- Joined
- Nov 13, 2012
Those things were a factor, sure. And I'm definitely not saying it's ALL Kori's fault either or that Jason is blameless in the situation either.
That said, I do question the constant layout switching last season. And the fact they waited to change the choreography of the FS (or that they didn't go back to The Piano FS) until U.S. Nationals. Everything just felt really reactionary last season.
But i don't know, maybe everything had to happen the way they did so Jason could realize it was time to make some major changes.
ETA: Sorry, I didn't mean to bring up a debate with that post -- I just felt a certain sentiment, which is why I brought it up.
I think we're all glad that Jason seems to be in a good place now and we have things to look forward to as fans.
I've felt for a long time that if one puts in and takes out a jump difficulty - in this case the quad, but could be something else - depending on anything other than injury or illness (those are entirely different circumstances) chances are that that difficulty becomes a bugbear in the skater's mind.

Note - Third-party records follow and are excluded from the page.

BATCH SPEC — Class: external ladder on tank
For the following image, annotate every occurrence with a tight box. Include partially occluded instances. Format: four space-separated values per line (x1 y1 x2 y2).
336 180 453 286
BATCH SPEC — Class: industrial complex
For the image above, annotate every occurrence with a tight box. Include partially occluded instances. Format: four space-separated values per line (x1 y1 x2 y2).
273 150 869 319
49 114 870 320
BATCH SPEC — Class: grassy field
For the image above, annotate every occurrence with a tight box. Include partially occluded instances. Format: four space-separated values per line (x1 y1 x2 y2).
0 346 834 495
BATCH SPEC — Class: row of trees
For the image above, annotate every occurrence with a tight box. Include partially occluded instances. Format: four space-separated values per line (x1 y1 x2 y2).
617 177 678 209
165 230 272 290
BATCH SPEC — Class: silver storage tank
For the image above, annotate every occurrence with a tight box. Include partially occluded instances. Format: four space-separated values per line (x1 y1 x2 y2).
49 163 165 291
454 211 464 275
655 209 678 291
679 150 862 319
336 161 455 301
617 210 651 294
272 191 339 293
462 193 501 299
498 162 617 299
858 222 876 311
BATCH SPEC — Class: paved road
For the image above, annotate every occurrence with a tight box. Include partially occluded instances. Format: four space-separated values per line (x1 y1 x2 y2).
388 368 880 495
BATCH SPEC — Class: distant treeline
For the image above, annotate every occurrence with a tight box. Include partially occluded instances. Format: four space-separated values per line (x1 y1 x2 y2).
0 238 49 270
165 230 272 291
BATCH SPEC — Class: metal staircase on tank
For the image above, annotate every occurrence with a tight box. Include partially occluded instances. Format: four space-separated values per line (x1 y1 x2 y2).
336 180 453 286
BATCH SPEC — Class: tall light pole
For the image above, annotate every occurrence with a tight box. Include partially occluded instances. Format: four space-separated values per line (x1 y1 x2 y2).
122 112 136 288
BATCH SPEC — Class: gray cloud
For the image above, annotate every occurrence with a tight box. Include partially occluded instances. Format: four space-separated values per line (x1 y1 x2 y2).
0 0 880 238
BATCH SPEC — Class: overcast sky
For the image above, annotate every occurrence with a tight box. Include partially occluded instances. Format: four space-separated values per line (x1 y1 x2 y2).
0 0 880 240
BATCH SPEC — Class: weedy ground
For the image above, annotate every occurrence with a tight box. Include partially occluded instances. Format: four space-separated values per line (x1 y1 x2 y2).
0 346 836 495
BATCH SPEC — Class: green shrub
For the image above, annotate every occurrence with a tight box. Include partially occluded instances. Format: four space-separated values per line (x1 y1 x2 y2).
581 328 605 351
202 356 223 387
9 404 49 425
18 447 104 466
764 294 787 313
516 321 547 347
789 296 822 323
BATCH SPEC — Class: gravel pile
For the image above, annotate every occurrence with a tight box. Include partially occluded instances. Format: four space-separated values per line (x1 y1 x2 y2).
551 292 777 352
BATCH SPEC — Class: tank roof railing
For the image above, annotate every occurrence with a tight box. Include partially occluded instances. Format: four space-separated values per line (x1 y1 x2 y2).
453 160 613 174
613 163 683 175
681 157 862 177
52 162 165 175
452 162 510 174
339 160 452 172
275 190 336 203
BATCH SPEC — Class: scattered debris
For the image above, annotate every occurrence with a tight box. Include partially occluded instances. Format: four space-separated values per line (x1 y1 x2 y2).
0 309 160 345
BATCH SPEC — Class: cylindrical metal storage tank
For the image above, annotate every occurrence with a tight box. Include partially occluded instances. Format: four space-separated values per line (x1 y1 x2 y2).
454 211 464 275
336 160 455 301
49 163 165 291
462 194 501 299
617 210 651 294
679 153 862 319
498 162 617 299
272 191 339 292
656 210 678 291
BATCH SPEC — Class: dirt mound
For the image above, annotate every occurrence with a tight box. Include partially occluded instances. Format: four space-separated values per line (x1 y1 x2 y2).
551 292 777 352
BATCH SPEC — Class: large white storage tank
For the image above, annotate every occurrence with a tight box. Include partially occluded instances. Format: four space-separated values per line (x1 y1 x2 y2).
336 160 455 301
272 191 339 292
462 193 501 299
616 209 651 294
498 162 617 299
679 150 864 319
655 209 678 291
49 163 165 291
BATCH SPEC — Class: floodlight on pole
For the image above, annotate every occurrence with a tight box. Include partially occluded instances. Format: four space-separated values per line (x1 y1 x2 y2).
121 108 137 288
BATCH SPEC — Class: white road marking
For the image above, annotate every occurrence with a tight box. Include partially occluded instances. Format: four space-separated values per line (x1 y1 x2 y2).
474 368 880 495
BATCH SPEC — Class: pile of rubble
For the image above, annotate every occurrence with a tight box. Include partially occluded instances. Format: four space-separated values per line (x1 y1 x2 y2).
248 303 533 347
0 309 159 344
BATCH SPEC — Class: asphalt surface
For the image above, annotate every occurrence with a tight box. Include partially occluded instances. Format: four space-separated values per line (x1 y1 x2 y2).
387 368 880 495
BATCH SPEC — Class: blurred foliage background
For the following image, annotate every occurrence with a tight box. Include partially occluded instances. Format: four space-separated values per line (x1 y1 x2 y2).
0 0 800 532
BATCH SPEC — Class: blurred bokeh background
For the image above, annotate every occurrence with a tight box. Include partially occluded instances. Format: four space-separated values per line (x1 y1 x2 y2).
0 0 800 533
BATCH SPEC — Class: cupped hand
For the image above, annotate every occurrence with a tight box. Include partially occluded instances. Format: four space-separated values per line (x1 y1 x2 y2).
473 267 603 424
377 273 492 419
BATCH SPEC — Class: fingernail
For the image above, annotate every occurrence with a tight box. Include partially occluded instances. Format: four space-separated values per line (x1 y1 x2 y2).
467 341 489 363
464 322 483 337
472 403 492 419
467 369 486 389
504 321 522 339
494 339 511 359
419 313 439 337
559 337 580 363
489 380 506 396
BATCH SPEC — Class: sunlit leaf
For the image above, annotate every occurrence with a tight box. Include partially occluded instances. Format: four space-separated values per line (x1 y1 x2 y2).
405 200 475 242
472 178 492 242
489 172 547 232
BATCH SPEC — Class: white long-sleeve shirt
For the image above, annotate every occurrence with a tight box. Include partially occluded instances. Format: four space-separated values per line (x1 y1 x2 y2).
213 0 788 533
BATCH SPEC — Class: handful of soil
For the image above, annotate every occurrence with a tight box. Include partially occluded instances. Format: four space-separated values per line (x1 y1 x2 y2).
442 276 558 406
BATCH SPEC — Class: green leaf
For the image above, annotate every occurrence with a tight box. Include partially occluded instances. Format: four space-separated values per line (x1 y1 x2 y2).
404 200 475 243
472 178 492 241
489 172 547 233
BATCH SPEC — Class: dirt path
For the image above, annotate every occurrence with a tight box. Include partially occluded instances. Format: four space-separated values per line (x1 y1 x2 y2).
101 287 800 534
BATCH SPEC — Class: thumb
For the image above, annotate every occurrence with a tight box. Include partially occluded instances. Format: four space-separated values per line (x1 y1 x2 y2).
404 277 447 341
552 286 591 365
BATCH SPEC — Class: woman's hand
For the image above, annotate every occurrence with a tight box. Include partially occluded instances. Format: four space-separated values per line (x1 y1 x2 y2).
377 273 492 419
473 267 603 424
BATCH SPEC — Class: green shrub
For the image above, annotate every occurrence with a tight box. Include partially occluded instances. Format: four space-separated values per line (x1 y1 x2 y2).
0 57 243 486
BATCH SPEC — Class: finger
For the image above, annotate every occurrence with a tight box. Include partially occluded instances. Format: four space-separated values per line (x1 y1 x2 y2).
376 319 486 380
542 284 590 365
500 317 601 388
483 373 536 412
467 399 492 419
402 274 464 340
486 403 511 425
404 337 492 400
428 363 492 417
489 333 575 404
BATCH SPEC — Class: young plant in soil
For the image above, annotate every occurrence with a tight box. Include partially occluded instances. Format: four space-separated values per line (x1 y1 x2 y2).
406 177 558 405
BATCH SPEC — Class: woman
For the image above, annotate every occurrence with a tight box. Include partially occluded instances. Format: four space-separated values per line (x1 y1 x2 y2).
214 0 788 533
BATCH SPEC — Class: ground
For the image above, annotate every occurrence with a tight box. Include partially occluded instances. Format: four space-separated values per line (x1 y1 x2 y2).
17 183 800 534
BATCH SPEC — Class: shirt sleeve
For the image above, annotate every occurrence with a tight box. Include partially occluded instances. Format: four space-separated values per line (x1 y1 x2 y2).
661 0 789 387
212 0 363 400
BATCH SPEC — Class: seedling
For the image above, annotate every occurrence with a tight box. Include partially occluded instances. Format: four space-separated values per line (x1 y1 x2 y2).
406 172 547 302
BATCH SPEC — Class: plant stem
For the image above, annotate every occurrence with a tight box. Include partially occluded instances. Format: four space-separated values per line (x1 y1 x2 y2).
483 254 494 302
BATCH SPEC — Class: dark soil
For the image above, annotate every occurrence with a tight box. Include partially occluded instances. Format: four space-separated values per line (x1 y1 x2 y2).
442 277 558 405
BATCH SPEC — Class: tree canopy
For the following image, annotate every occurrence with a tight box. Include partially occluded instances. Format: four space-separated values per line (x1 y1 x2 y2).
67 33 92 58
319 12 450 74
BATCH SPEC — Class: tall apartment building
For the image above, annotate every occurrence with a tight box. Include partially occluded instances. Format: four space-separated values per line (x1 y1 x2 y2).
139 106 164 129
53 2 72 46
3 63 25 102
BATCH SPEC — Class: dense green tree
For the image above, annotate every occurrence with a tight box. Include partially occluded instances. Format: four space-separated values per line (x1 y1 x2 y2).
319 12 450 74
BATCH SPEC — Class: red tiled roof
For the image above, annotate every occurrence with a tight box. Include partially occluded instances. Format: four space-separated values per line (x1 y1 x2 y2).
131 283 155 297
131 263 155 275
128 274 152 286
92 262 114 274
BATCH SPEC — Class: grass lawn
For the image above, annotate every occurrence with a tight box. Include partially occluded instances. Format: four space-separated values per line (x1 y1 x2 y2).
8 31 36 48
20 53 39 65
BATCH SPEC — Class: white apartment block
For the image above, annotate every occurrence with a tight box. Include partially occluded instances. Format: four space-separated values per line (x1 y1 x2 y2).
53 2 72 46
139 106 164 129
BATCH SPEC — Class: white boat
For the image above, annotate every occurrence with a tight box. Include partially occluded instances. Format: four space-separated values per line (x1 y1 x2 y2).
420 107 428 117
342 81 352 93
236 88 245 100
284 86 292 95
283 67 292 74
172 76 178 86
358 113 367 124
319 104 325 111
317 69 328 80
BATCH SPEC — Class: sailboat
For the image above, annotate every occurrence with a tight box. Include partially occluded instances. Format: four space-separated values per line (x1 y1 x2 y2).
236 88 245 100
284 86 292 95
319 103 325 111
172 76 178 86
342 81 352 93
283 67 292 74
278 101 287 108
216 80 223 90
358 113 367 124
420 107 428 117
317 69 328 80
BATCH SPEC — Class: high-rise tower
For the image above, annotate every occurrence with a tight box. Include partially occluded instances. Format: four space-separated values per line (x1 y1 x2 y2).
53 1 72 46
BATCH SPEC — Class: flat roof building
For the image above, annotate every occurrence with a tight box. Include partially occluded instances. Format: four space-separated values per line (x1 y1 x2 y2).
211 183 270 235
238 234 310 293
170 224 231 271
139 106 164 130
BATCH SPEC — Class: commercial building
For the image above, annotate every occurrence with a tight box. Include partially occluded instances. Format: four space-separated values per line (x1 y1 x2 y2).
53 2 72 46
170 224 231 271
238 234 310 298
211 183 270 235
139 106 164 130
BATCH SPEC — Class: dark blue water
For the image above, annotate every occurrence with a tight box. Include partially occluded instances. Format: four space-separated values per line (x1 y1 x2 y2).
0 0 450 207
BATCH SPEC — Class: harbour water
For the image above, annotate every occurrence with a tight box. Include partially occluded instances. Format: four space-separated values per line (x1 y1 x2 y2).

I've seen it with multiple skaters who do that - they never seem to develop consistency with that jump.
Note: Of course putting in an element that the skater has not mastered, at all, is also something I'm against, as that too will play havoc with the skater's confidence. But if an element has been deemed good enough to put in - then keep it in. Don't try to "protect" the skater from it, or keep them "safe" from failure. It then becomes this Terrible Thing that should be avoided if at all possible - and it's not a good thing if the skater gets the sense that he's almost expected to fail at it.